Elections and Last Page of Railders' Guardian
For the last several years, I have been writing a column called Last Page in Railders' Guardian, the house journal of the All India Retired Railway Officers' Association, Secunderabad, of which I was Vice President and now Adviser.
The time has come when, with apologies to Robert Browning and millions of his fans,
The lark apes the eagle’s soar,
The snail feigns a sprint,
God looks on with an amused smile
While the devil has his stint.
Witches dance round a cauldron singing the song from Macbeth while they conjure a broth of diverse, unrelated ingredients,
Eye of newt, and toe of frog,
to offer a draught to the populace that, the witches hope, will inebriate them and make them vote for whomsoever they wish to promote.
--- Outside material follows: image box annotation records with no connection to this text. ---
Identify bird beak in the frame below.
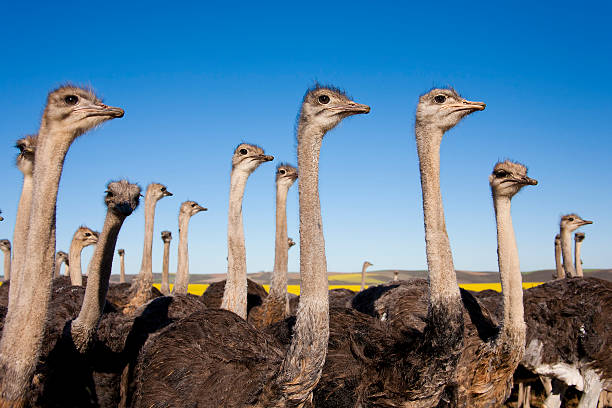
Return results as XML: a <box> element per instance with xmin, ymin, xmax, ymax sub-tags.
<box><xmin>330</xmin><ymin>101</ymin><xmax>370</xmax><ymax>115</ymax></box>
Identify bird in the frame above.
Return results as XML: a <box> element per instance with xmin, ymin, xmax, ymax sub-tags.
<box><xmin>318</xmin><ymin>88</ymin><xmax>486</xmax><ymax>407</ymax></box>
<box><xmin>0</xmin><ymin>85</ymin><xmax>124</xmax><ymax>406</ymax></box>
<box><xmin>559</xmin><ymin>213</ymin><xmax>593</xmax><ymax>278</ymax></box>
<box><xmin>68</xmin><ymin>225</ymin><xmax>100</xmax><ymax>286</ymax></box>
<box><xmin>248</xmin><ymin>163</ymin><xmax>298</xmax><ymax>327</ymax></box>
<box><xmin>159</xmin><ymin>231</ymin><xmax>172</xmax><ymax>296</ymax></box>
<box><xmin>134</xmin><ymin>86</ymin><xmax>370</xmax><ymax>407</ymax></box>
<box><xmin>172</xmin><ymin>201</ymin><xmax>208</xmax><ymax>295</ymax></box>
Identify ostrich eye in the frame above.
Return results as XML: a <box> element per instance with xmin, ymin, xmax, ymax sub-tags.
<box><xmin>64</xmin><ymin>95</ymin><xmax>79</xmax><ymax>105</ymax></box>
<box><xmin>434</xmin><ymin>95</ymin><xmax>446</xmax><ymax>103</ymax></box>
Politicos in this country tend to take the words of Shakeel Badayuni literally.
Nafrat se na dekho dushman ko
Shaayad ye muhabbat kar baithe
(Hate not your enemy, maybe
He’ll soon start loving you)
Sworn enemies embrace each other and bosom friends stand with daggers drawn. Wannabe leaders, their feet still rooted in the sleaze and squalor of show business talk of eliminating corruption and air opinions on subjects about which they know naught. Confused voters, lured by offers of lucre, liquor and worse, end up with rulers only interested in themselves. If we had any doubts, they were laid to rest by a video clip of a newly elected politician’s agenda that has gone viral on the social media. This drama is played out repeatedly, but no one seems to complain. Yet, we all dream of Mera Bharat Mahaan.
Much of what I wrote on this page twelve months ago has come to pass, and as we close in on the day of reckoning – not to be confused with the day of counting – the air is polluted with a cacophony of claims and counter claims, accusations and counter accusations, impractical promises and unrealizable expectations. One wonders why all these promised welfare schemes and economic measures were not implemented all these years. Voters need to remember Peter Marshall’s observation, “Small deeds done are better than great deeds planned”.
The changing scenario in which politicians big and small move randomly from party to party due to expulsive forces on the one hand and magnetic forces in the form of promises of lucre and office on the other, reminds me of a phenomenon known as Brownian movement in Physics. It is defined as, “the erratic random movement of microscopic particles in a fluid, as a result of continuous bombardment from molecules of the surrounding medium”. Of course, it is not a new phenomenon. When it first happened, in the 1960s, they were called Ayarams and Gayarams but with the exponential multiplication of political parties since then, these terms are no longer adequate. Maybe we should call them Brownies.